Мне кажется, она проблемная в том смысле, что у нас в спектакле интернет оказывается целостным ― мы говорим про него как про поле, пространство выражения опыта. Но одновременно эта репрезентация и проблематизирует ― мы обращаемся к отдельным опытам и исследуем, каким образом интернет не целостный и все раздроблено.

Дима Муравьёв: Я бы тут ворвался, сказав, что интернет все равно усилиями разных акторов, каких-то групп превращается во что-то целостное, и из его истории пытаются сделать вот такую целостную историю. Мы можем это увидеть, когда смотрим выставки об истории интернета, которые пытаются очень последовательно эту связь провести. У них интернет превращается в какую-то большую историю, хоть и разноплановую: может быть, как историю технических стандартов, каких-то сообществ. Мне кажется, в этом смысле феномены вроде Faces of Depression и MeToo станут в какой-то из этих историографий интернета большой историей.

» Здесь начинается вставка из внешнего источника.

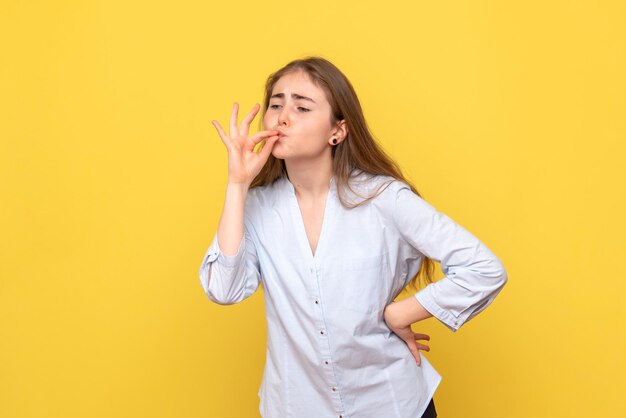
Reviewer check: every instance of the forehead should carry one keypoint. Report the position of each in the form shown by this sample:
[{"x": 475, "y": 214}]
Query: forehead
[{"x": 300, "y": 83}]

А ещё в твоем, Полина, описании спектакля интересно то, как осуществляются маленькие истории из интернета, которые в ином случае не стали бы частью этой большой Истории. В этом смысле мне спектакль кажется в том числе актом, специфика которого связана не только с интернетом как медиумом — ведь и в других формах искусства и исследований мы можем говорить о внимании к маргинальным историям, которые остались позади большой истории. Истории, с большой буквы.

Но что интересно в интернете — насколько интернет здесь является одновременно чем-то, что позволяет эти истории фиксировать, что он дает инструмент для фиксации, и, с другой стороны, оказывается пространством, средой, в которой люди могут обсуждать, поддерживать друг друга, выражать солидарность. Здесь все усложняется тем, что интернет все–таки не запоминает и не может запомнить все: мы знаем, что странички исчезают, и не все из них интернет-архив может сохранить, к лучшему или худшему. Следовательно, проблема и в том, что делать с маленькими историями, которые явно вряд ли станут частью большой истории, хоть мы и не можем знать наверняка, как их сохранение может быть устроено (и нужно ли оно вообще). Всё это связано с темой оправдания: насколько сохранение и некоторое включение, осуществление этих маленьких историй в спектакле — как оно может быть оправдано? И это уже проблема метода и сбора этих историй: как, почему, зачем?

Аня Щетвина: Полина, мне кажется, идеи «читок» и «теодицеи» интересно встраиваются в контекст твоей работы с темой автономии исследователя, и идеей, что исследователем может быть каждый. «Теодицея» сейчас может быть неким тест-драйвом этой идеи с новой стороны, потому что мы говорим, что наш спектакль исследовательский, но при этом это не академическое исследование.

В рамках спектакля мы поделимся с людьми методами, которые знаем, как академические исследователи. А потом уже горизонтально, вместе, будем использовать вообще не знакомые нам методы, перформативные, выходя на сцену и переживая некий чувственный опыт, который мы потом будем обсуждать.

У меня есть некоторый страх, сработает это или нет, и внутренний скепсис, связанный с идеей просвещения. Хочется избежать ситуации, что, значит, мы будем стоять в экспертной позиции, показывать людям методы и говорить «а дальше покажите, насколько хорошо вы научились ими пользоваться, и сделайте что-нибудь крутое — а мы будем критиковать». Хочется, чтобы такого не было, а была именно коллаборация, в которой мы все вместе что-то изучаем в абсолютно новых условиях. Посмотрим, выйдет или нет.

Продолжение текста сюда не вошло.